Slogging through this year’s crop of fall broadcast pilots, it’s impossible not to feel disenchanted with television as an artistic form. For the most part, these latest offerings are largely devoid of creativity or ingenuity: it’s almost as though they’ve been constructed from leftover pieces of a factory assembly line. Considering that the broadcasters are waging a war on multiple fronts — now battling against and cable and streaming platforms — it’s a depressing state of affairs to see how dull most of these projects are. (There are, of course, some exceptions to that statement.) Forget about the winter of our discontent — autumn is looking pretty insipid.
Thank god then for USA’s Mr. Robot.
USA dramas have largely tended to be of a similar ilk: blue sky programming with double-entendre-laden titles that often make for sunny, easy viewing. But lately, the cable network has strayed into darker climes. With hacker drama Mr. Robot — which wraps up its first season later this month — USA has perhaps entered a territory of peak bleakness and reached a creative apex, one that is on par with the very best programs currently on television. (Hell, even Mad Men creator Matthew Weiner recently acknowledged that he was hooked on Mr. Robot.)
Created by Sam Esmail, Mr. Robot might just be the most dangerous unpredictable show to come along in a while, a keenly twisted morality play for the digital age. The show revolves around a group of hackers doing their best to wreak tech-spawned anarchy at a time of unprecedented cyber attacks and identity theft in the US. Elliot Alderson (Rami Malek), a damaged and paranoid cyber security engineer, finds himself recruited by the enigmatic Mr. Robot (Christian Slater) to join a team of talented hackers known as fsociety. (MINOR SPOILERS AHEAD!)
The hackers’ target: monolithic multinational E Corp, a blend of Google, Apple, and the worst elements of corporate malfeasance, that is referred to by Elliot as Evil Corp., a codename that, like a hacker’s toolkit, infects everything it touches.
Elliot is in the unenviable position of defending the company responsible for his father’s death in order to protect their bottom line. He’s paid to protect Evil Corp in his day job, working alongside his best friend Angela (Portia Doubleday) at an IT security firm. Worse still, Elliot, who suffers from social anxiety disorder, is addicted to morphine, which he uses in order to dull his fraught emotions. He speaks to the audience via an internal monologue with the imaginary friend he has created in his mind. Brilliant but deeply delusional, Elliot makes for an extremely unreliable narrator — and that’s where Mr. Robot truly begins to shine as it plays with notions of perception, reality, and fantasy.
Many viewers suspected that Mr. Robot was a figment of Elliot’s imagination, a version of Fight Club’s Tyler Durden, a theory that was thankfully proven to be a red herring. Instead, the truth of Mr. Robot’s identity, revealed in the show’s Aug. 12 episode, is even more troubling, particularly in light of the conflicting menace and charm Slater’s character has demonstrated towards Elliot since the show began.
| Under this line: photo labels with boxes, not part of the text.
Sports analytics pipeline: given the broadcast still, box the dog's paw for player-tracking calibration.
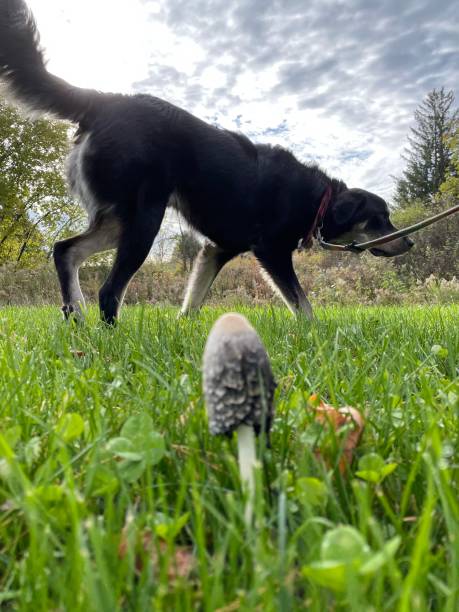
[61,304,84,325]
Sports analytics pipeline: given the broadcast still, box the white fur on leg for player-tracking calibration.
[260,266,314,320]
[180,243,221,315]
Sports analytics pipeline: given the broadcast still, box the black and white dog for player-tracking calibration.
[0,0,412,322]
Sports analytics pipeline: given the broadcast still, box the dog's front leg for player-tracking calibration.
[53,215,119,319]
[180,242,234,315]
[255,252,314,320]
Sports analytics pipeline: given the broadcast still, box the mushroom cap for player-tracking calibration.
[203,313,276,435]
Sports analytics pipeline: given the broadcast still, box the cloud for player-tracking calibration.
[26,0,459,197]
[135,0,459,196]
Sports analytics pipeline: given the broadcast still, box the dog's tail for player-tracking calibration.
[0,0,101,123]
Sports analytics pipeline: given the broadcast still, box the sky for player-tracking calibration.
[29,0,459,201]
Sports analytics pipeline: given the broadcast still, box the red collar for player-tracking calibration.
[299,185,333,249]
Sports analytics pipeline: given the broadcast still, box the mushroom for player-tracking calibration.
[203,313,276,524]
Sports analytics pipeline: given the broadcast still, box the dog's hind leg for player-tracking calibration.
[180,242,234,314]
[53,214,120,319]
[255,253,313,319]
[99,190,168,324]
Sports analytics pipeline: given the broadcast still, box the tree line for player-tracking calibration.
[0,88,459,276]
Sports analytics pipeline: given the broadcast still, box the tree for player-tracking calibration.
[395,87,459,207]
[172,230,201,272]
[0,99,82,265]
[440,119,459,198]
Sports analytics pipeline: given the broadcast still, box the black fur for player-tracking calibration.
[0,0,414,322]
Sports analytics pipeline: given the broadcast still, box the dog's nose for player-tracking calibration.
[405,236,414,249]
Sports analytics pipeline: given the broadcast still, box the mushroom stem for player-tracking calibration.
[236,425,257,525]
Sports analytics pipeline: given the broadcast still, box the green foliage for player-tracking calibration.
[395,87,459,207]
[440,119,459,205]
[0,306,459,612]
[0,99,81,266]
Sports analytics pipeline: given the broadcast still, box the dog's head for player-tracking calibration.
[323,188,414,257]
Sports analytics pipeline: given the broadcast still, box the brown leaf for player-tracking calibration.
[309,395,365,474]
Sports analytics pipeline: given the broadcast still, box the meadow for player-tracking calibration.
[0,306,459,612]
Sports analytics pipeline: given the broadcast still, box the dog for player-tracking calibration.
[0,0,413,323]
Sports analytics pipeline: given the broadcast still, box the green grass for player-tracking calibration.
[0,307,459,612]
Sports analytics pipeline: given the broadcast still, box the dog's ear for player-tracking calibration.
[332,189,365,225]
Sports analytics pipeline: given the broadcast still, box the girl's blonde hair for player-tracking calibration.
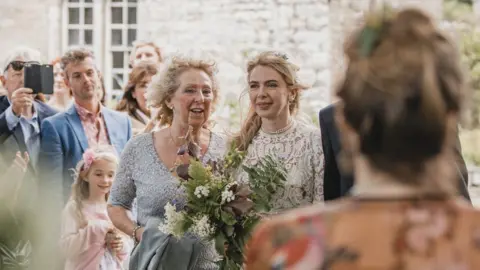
[147,56,219,125]
[71,146,118,224]
[233,51,308,151]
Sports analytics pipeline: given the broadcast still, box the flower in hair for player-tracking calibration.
[83,149,95,171]
[274,52,288,60]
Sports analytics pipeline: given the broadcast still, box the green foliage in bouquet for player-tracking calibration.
[159,142,286,270]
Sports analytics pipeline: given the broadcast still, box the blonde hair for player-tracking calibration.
[147,56,219,125]
[60,48,95,79]
[337,9,464,193]
[233,51,308,151]
[70,146,118,224]
[130,40,163,65]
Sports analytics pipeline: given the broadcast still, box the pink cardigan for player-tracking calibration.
[60,201,133,270]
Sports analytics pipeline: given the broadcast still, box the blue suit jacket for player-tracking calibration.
[0,96,57,174]
[39,105,132,203]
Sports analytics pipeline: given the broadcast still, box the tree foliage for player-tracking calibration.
[443,0,480,129]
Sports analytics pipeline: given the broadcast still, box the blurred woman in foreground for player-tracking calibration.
[246,9,480,270]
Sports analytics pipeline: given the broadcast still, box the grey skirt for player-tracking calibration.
[129,218,220,270]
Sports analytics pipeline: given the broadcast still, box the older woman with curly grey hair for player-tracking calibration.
[109,57,225,269]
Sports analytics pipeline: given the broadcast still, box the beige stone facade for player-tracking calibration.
[0,0,442,124]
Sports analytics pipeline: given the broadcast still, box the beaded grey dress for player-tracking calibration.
[109,132,226,270]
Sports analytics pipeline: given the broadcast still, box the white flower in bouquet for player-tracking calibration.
[194,186,210,199]
[158,203,185,238]
[222,190,235,204]
[191,216,215,239]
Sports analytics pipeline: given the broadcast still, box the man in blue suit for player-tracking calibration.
[0,47,57,206]
[40,49,132,204]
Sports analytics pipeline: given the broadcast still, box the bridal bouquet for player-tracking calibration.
[159,142,286,269]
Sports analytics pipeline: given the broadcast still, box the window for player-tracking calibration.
[105,0,137,100]
[62,0,95,51]
[62,0,138,104]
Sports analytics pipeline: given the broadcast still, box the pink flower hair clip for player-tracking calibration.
[83,149,95,171]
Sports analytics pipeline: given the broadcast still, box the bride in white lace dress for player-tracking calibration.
[234,52,324,212]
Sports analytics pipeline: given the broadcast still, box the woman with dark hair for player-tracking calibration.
[117,62,158,134]
[47,57,73,111]
[246,9,480,270]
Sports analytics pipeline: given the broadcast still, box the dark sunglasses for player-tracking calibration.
[3,61,40,72]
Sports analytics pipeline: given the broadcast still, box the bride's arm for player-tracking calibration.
[108,140,141,240]
[310,131,325,203]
Like Elliot and Mr. Robot, the show’s characters exist in a perpetual moral twilight, committing bad deeds in order to achieve specific ends that are either for anarchy or personal gain. Surly fsociety hacker Darlene (Carly Chaiken) steals scenes with her deadpan delivery and lack of personal boundaries, but she cares about Elliot deeply. Evil Corp’s interim CTO, Tyrell Wellick (Martin Wallström), a conniving social climber who engages in BDSM with his heavily pregnant Lady Macbeth-like wife (Stephanie Corneliussen), pays homeless people to beat them up in order to vent his anger, and seduces the CEO’s male assistant in order to hack his phone.
Wellick wants to get ahead at any cost, a force of nature in a world of circuit boards. He’s all raging emotion to Elliot’s cold, clinical logic. The two seem bound together by fate, locked in an inexorable collision course with one another.
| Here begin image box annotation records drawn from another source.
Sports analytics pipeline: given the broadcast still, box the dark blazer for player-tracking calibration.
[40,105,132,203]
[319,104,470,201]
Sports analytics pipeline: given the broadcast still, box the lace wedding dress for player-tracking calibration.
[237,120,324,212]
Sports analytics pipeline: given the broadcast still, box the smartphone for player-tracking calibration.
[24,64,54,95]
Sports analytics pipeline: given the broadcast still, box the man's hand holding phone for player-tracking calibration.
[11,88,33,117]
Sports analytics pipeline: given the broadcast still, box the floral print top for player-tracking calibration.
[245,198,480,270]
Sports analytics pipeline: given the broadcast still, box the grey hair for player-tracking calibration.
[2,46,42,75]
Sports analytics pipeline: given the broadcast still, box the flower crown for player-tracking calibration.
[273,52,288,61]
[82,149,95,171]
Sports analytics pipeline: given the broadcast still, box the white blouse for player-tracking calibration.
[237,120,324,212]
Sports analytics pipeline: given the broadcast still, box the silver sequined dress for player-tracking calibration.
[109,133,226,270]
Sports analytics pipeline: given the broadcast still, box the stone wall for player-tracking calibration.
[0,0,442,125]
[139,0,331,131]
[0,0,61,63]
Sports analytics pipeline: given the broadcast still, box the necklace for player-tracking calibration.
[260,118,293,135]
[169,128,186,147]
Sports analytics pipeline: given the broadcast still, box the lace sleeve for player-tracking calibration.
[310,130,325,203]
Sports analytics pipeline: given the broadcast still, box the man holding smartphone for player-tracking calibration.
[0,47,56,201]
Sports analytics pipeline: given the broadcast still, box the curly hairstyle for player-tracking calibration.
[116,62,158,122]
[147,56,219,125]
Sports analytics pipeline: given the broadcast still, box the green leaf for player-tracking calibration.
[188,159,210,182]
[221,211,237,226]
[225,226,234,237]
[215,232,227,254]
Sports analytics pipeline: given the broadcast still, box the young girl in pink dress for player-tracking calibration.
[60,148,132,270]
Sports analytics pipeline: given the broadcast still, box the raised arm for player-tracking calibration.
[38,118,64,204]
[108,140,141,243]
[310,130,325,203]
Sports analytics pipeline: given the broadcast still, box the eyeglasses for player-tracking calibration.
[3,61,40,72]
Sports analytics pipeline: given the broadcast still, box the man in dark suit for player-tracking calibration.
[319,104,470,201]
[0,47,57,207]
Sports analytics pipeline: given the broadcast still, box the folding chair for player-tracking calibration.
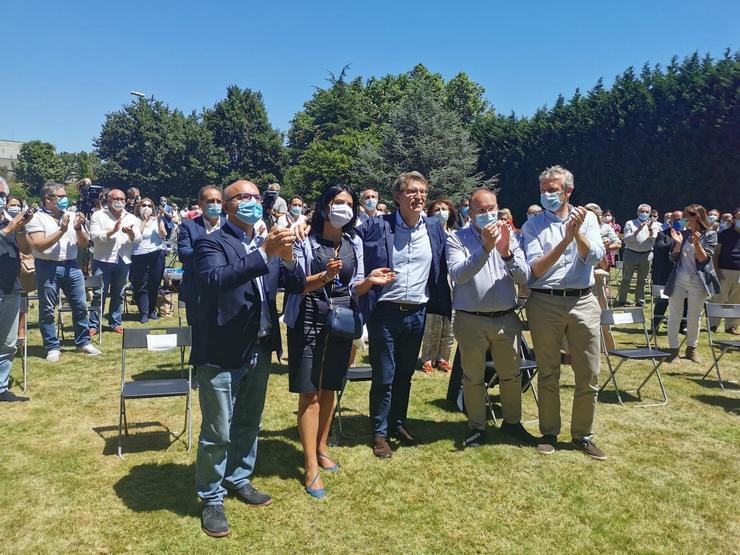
[57,274,103,345]
[599,307,670,407]
[482,335,539,426]
[16,294,28,393]
[331,366,373,446]
[701,303,740,389]
[118,326,193,458]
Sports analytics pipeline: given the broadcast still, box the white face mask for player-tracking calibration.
[327,204,354,229]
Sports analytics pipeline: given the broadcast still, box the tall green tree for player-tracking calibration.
[203,85,287,184]
[353,81,480,200]
[13,141,64,193]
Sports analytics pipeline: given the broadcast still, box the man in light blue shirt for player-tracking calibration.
[522,166,606,460]
[447,189,535,447]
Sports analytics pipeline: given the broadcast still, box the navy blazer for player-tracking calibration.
[190,222,306,369]
[357,212,452,322]
[177,215,224,305]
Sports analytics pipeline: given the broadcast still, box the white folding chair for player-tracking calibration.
[599,307,670,407]
[702,303,740,389]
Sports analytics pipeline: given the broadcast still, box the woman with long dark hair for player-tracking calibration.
[130,198,167,324]
[664,204,719,362]
[285,185,393,499]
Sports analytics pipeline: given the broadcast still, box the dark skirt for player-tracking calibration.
[288,295,352,393]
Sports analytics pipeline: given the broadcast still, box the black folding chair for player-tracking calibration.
[480,335,539,426]
[331,366,373,446]
[57,274,103,345]
[701,303,740,389]
[118,326,193,458]
[599,307,670,407]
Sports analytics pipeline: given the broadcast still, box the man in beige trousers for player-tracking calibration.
[522,166,606,460]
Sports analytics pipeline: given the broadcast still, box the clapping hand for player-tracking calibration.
[367,268,396,286]
[264,227,295,260]
[75,212,86,231]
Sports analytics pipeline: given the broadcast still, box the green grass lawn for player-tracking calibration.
[0,294,740,553]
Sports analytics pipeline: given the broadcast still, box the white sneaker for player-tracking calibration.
[77,343,103,357]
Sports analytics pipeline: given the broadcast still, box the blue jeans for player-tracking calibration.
[195,339,272,505]
[90,258,130,331]
[367,302,426,437]
[0,291,21,393]
[36,258,90,351]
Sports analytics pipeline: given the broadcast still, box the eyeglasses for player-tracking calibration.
[226,193,262,202]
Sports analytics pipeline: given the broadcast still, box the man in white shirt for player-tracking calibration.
[617,204,662,306]
[90,189,141,335]
[26,182,100,362]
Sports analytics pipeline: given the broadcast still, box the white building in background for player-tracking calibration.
[0,139,23,174]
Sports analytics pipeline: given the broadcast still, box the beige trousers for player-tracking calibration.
[527,291,601,439]
[453,310,524,430]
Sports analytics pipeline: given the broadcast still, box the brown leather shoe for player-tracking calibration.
[686,347,704,364]
[393,426,419,447]
[373,436,393,459]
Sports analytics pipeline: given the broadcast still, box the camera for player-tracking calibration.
[77,183,103,218]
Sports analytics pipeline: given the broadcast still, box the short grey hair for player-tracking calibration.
[198,185,224,202]
[540,166,574,190]
[391,171,429,200]
[39,181,64,202]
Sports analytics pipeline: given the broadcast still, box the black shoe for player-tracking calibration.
[229,484,272,507]
[463,430,486,448]
[573,438,606,461]
[200,505,229,538]
[0,390,29,403]
[537,434,558,455]
[499,422,537,445]
[393,426,419,447]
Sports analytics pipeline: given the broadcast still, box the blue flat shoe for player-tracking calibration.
[306,472,326,499]
[319,453,342,474]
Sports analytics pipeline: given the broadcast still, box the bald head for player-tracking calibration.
[470,189,498,212]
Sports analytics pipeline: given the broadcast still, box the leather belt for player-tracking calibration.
[532,287,593,297]
[459,306,516,318]
[378,301,426,312]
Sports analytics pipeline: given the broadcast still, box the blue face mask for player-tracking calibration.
[206,202,221,218]
[236,199,262,225]
[475,212,498,229]
[540,193,563,212]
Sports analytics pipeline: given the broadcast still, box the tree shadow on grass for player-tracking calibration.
[693,395,740,416]
[113,463,200,516]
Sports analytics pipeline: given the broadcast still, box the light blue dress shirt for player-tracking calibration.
[378,210,432,304]
[522,206,606,289]
[224,220,272,337]
[446,225,529,312]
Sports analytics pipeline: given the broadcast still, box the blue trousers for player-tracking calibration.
[195,339,272,505]
[367,302,426,437]
[0,291,21,393]
[36,258,90,351]
[90,258,130,331]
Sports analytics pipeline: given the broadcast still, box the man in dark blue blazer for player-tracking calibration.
[358,171,452,458]
[190,180,306,537]
[177,185,224,326]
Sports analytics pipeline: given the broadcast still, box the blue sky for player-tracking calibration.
[0,0,740,151]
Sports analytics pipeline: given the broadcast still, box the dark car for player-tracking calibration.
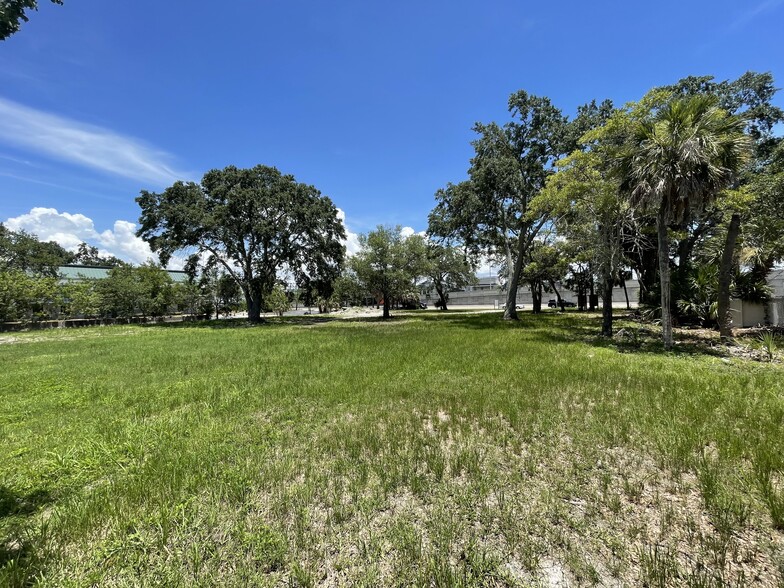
[400,300,427,310]
[547,298,577,308]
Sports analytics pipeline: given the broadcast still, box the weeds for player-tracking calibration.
[0,313,784,587]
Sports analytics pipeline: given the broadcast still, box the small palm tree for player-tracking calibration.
[621,96,750,349]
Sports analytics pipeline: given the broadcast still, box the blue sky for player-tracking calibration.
[0,0,784,262]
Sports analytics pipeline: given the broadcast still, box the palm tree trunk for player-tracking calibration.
[717,212,740,339]
[656,208,672,350]
[602,272,613,337]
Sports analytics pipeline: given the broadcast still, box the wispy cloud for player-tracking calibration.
[4,207,161,267]
[0,98,189,185]
[732,0,784,29]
Just what the season’s end game is remains tantalizingly unclear and the show continues to tunnel down the rabbit hole each week. Mr. Robot excels at infecting the viewer with the characters’ paranoia, resulting in a taut thriller that is impossible to predict. In an era of Big Twist Television, Esmail’s Mr. Robot is a deeply intelligent drama that pulses with possibility. This is a show that makes you believe in the medium again: populated by complex characters fighting their inner demons, whiplash-inducing plot twists, and a gorgeous use of music to heighten the innate tension.
Malek and Wallström are at the top of their respective games, each delivering a staggering performance that pushes the two men well past the point of breaking for ordinary mortals. As the titular character, Slater exudes an unpredictable danger that encapsulates the essence of the show itself.
Mr. Robot can be viewed as a high-stakes suspense thriller about coding and corporate greed, but at its pulsing heart, it’s also a heartbreaking tragedy about identity and memory. Ultimately, this is a dark drama that embodies the risks that television needs to be willing to take in order to achieve true greatness — and a reminder that there’s still potential for the medium to surprise me.